On Monday, following the death of Oscar-winning actor and comedian Robin Williams, many around the country — from fans to celebrities, the military community to politicians — offered condolences for the family of the outgoing star who spent much of his own time entertaining U.S. troops in war zones overseas.
Williams, who some call the Bob Hope of our generation, entertained nearly 100,000 U.S. troops in more 13 different countries during his United Service Organizations tours. He died in his California home of an apparent suicide at the age of 63.
“The entire of Department of Defense community mourns the loss of Robin Williams,” Secretary of Defense Chuck Hagel said Monday night. “Robin was a gifted actor and comedian, but he was also a true friend and supporter of our troops. From entertaining thousands of service men and women in war zones, to his philanthropy that helped veterans struggling with hidden wounds of war, he was a loyal and compassionate advocate for all who serve this nation in uniform. He will be dearly missed by the men and women of DoD – so many of whom were personally touched by his humor and generosity.”

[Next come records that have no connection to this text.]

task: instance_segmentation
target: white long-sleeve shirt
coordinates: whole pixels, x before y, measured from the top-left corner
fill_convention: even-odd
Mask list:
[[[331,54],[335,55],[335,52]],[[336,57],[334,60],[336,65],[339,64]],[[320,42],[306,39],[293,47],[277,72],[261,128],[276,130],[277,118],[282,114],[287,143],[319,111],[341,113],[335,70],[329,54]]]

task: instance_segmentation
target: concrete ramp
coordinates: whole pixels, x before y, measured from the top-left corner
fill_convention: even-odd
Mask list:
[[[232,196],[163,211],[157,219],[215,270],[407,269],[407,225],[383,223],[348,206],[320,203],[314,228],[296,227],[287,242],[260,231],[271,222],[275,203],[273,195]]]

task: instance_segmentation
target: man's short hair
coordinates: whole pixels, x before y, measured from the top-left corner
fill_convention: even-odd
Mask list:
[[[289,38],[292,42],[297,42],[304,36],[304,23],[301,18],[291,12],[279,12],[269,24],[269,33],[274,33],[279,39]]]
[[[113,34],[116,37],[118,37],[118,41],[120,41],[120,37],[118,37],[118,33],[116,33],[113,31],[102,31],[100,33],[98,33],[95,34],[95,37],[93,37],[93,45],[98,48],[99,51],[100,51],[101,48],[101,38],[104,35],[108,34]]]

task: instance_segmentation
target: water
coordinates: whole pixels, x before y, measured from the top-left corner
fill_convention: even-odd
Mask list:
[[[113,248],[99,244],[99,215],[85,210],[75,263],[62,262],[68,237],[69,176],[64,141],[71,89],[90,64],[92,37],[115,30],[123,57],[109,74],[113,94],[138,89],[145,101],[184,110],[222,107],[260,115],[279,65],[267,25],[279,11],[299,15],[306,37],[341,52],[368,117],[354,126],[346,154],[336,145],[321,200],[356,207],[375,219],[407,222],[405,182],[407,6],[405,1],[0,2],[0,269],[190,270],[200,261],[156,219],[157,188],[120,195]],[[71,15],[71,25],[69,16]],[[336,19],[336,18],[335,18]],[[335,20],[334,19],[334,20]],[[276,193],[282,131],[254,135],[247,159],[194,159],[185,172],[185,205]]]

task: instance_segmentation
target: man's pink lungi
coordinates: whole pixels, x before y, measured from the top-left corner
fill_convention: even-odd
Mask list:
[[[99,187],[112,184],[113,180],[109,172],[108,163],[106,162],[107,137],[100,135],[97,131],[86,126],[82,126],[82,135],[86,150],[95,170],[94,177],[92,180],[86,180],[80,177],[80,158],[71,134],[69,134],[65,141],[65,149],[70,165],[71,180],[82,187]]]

The USO issued a statement via Facebook last night, offering its condolences: “The entire USO family is saddened by the news of Robin Williams’ passing. One of the great comedic actors of his generation, Williams traveled around the world to lift the spirits of our troops and their families. He will always be a part of our USO family and will be sorely missed.”
Retired Army General Carter Ham remembers Williams for his ability to instantly connect to any troop.
“He had this uncanny ability to make an instantaneous personal connection whether he was talking to a young soldier one-on-one or whether he was talking to an audience of several thousand,” Ham said. “I think he earned the love and the respect of the uniformed services and I know that personally I’ll miss him dearly.”
Ham, who was with Williams on at least one occasion while he performed for the troops, said the late comedian tried to inject humor into an otherwise humorless environment.
“During his performances I think what he hoped to bring was a couple of minutes of humor, a couple of minutes away from the seriousness of the mission that they were embarked upon and a moment to reflect, to bring a little bit of home to them,” Ham added. “Those who were able to see him and meet him in person I think detected that generosity of his spirit, the genuine nature of his, his love for the troops, his respect for them. I think that will long endure.”